A Named Entity Recognition and Topic Modeling-based Solution for Locating and Better Assessment of Natural Disasters in Social Media

Over the last decade, similar to other application domains, social media content has been proven very effective in disaster informatics. However, due to the unstructured nature of the data, several challenges are associated with disaster analysis in social media content. To fully explore the potential of social media content in disaster informatics, access to relevant content and the correct geo-location information is very critical. In this paper, we propose a three-step solution to tackling these challenges. Firstly, the proposed solution aims to classify social media posts into relevant and irrelevant posts followed by the automatic extraction of location information from the posts' text through Named Entity Recognition (NER) analysis. Finally, to quickly analyze the topics covered in large volumes of social media posts, we perform topic modeling resulting in a list of top keywords, that highlight the issues discussed in the tweet. For the Relevant Classification of Twitter Posts (RCTP), we proposed a merit-based fusion framework combining the capabilities of four different models namely BERT, RoBERTa, Distil BERT, and ALBERT obtaining the highest F1-score of 0.933 on a benchmark dataset. For the Location Extraction from Twitter Text (LETT), we evaluated four models namely BERT, RoBERTa, Distil BERTA, and Electra in an NER framework obtaining the highest F1-score of 0.960. For topic modeling, we used the BERTopic library to discover the hidden topic patterns in the relevant tweets. The experimental results of all the components of the proposed end-to-end solution are very encouraging and hint at the potential of social media content and NLP in disaster management.

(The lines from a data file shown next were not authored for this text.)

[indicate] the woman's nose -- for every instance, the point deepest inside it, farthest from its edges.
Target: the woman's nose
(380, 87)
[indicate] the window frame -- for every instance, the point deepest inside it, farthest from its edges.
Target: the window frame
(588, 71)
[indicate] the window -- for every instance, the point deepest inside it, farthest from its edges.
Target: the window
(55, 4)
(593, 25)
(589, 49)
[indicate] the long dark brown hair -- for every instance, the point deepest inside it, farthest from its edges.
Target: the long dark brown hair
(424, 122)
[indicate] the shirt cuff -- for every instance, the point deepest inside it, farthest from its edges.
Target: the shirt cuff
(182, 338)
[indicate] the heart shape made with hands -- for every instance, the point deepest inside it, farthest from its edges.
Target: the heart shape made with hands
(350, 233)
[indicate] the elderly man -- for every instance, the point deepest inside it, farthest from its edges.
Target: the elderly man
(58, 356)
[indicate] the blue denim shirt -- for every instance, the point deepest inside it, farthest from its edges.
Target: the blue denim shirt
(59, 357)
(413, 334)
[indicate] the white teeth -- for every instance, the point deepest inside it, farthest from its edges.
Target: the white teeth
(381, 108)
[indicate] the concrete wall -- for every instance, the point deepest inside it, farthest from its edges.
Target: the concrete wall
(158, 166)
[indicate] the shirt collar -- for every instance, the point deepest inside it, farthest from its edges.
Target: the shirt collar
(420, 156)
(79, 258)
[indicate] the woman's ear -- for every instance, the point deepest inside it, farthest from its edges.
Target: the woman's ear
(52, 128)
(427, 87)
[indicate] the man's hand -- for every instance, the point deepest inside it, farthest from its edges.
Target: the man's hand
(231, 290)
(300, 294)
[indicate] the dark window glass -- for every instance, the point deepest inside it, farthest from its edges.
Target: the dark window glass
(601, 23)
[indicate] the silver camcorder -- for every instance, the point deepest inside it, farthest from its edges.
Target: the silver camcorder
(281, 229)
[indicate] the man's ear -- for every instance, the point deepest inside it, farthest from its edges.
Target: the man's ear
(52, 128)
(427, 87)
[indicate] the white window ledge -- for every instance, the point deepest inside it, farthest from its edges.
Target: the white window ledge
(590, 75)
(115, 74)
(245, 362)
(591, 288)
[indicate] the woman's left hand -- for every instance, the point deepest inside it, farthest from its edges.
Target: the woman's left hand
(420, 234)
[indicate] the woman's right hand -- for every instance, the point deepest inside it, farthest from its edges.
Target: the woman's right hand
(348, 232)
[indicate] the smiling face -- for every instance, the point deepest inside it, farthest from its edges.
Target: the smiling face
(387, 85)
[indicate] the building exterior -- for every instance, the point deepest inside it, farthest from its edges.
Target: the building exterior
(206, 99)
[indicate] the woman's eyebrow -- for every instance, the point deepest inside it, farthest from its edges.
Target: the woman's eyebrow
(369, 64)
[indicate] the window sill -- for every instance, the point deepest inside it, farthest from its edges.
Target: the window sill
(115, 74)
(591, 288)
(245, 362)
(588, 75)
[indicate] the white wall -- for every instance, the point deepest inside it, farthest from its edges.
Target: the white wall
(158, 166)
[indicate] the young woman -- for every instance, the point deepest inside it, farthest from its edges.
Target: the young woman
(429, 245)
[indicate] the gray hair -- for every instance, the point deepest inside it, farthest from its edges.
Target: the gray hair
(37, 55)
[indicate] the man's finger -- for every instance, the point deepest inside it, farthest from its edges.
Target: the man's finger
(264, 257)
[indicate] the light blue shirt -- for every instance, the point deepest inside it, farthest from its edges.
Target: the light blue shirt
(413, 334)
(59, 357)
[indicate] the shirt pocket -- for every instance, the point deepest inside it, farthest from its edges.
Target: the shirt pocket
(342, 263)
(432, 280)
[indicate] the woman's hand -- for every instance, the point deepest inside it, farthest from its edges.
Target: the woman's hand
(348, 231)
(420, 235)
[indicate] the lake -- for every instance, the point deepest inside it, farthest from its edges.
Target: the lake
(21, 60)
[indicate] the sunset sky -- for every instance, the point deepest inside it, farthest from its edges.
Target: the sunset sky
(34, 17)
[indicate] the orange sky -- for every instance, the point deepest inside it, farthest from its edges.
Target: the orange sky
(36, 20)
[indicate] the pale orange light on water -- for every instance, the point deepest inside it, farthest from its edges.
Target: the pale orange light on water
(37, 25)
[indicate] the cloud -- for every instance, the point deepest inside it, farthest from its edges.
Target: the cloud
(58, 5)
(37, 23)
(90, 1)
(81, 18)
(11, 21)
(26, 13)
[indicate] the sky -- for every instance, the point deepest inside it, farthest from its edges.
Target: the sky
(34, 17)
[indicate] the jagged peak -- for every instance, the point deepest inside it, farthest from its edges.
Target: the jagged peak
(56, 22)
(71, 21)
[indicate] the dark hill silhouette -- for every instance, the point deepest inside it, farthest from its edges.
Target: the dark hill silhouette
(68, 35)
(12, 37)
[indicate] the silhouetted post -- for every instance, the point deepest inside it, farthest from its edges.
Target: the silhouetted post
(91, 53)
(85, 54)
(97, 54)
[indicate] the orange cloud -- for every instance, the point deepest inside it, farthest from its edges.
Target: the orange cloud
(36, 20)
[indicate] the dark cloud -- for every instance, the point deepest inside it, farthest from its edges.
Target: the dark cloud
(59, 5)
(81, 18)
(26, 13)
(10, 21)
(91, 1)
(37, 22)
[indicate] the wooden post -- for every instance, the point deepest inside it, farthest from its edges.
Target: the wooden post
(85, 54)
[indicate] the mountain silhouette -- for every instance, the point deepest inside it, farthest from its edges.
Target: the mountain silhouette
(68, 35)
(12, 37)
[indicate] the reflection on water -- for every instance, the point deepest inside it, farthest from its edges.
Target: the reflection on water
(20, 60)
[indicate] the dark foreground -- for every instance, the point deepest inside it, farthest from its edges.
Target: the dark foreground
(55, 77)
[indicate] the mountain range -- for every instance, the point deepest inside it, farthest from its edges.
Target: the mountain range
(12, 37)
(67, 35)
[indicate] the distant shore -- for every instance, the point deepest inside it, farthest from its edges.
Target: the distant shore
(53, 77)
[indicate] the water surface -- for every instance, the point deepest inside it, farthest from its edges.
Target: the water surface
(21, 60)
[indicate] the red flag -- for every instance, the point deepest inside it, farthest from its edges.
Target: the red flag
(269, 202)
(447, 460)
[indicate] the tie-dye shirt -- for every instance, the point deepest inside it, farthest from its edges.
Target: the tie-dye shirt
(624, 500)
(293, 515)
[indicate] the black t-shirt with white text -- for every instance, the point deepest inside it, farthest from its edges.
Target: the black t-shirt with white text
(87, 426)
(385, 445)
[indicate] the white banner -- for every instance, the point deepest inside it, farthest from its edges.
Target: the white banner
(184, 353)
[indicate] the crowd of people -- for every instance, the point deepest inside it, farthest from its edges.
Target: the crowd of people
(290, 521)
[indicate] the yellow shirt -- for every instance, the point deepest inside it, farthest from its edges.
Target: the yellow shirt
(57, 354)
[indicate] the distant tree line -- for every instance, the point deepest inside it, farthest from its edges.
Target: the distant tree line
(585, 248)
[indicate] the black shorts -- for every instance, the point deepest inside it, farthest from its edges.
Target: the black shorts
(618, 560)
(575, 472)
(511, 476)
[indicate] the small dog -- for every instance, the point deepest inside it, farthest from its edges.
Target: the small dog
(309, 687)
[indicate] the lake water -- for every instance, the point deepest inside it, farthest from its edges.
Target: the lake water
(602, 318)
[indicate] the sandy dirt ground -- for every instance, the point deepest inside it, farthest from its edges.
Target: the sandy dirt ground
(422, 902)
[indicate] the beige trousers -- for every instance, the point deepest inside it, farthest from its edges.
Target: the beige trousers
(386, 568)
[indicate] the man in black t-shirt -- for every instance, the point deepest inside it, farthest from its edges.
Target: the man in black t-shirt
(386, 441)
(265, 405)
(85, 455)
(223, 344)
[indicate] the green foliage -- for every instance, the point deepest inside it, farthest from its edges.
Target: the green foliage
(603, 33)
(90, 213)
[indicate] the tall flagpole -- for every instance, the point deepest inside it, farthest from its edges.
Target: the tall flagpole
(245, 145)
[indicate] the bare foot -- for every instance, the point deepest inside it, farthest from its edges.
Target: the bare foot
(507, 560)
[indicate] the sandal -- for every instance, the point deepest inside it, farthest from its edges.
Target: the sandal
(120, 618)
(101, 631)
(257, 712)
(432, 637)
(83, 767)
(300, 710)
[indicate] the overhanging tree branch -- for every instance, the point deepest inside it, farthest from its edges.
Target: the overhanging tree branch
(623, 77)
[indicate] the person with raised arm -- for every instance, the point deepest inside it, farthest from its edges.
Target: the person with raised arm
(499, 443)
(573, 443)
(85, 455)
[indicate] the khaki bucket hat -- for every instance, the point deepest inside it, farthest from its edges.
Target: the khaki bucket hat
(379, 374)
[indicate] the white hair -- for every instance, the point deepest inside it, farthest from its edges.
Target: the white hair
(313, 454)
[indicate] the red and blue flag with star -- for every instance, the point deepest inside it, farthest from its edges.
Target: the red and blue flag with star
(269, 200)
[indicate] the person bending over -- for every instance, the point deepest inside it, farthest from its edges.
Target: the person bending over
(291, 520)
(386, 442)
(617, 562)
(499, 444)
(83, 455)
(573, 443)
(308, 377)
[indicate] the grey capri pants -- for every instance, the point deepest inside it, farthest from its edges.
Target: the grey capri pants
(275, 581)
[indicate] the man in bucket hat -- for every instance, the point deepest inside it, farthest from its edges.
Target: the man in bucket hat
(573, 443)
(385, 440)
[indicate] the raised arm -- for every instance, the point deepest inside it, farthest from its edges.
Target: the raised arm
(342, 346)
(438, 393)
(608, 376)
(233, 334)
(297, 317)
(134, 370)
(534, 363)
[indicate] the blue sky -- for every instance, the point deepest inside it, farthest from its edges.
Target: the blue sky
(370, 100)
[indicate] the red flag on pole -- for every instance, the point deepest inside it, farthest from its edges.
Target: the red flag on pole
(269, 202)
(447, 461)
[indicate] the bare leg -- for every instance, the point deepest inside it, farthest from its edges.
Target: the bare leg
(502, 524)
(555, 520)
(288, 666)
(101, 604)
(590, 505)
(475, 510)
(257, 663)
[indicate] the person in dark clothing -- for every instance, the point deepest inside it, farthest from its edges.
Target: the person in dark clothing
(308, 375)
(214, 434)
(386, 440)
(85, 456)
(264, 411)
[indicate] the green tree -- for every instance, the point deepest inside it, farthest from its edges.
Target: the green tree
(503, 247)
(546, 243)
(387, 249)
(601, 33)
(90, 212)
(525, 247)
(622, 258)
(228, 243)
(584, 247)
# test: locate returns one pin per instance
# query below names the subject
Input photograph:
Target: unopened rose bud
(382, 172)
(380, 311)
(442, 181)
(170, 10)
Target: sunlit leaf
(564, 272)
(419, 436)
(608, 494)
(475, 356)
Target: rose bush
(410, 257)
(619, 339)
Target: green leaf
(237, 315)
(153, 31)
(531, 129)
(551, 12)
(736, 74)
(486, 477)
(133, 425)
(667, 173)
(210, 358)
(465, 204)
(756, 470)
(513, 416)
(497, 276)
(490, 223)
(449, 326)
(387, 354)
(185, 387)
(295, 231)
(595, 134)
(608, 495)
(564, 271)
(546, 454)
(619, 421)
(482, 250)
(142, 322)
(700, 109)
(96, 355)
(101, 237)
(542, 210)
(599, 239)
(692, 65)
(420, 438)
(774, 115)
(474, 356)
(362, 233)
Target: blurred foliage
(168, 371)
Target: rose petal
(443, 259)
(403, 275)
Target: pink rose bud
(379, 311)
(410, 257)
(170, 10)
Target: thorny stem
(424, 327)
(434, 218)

翻译：过去十年中，与其他应用领域类似，社交媒体内容在灾害信息学中已被证明非常有效。然而，由于数据的非结构化特性，对社交媒体内容进行灾害分析面临诸多挑战。为充分挖掘社交媒体内容在灾害信息学中的潜力，获取相关内容和准确的地理位置信息至关重要。本文提出了一种三步解决方案以应对这些挑战。首先，该方案将社交媒体帖子分类为相关与不相关帖子，随后通过命名实体识别（NER）分析自动提取帖子文本中的地理位置信息。最后，为快速分析大量社交媒体帖子中涵盖的主题，我们进行主题建模，生成一组突出讨论话题的关键词列表。在相关推特帖子分类（RCTP）任务中，我们提出了一种基于融合机制的框架，结合BERT、RoBERTa、DistilBERT和ALBERT四种模型的优势，在基准数据集上获得了0.933的最高F1分数。在推特文本位置提取（LETT）任务中，我们在NER框架下评估了BERT、RoBERTa、DistilBERT和Electra四种模型，取得了0.960的最高F1分数。对于主题建模，我们使用BERTopic库发现相关推文中的潜在主题模式。所提出的端到端解决方案所有组件的实验结果令人鼓舞，展现了社交媒体内容与自然语言处理在灾害管理中的潜力。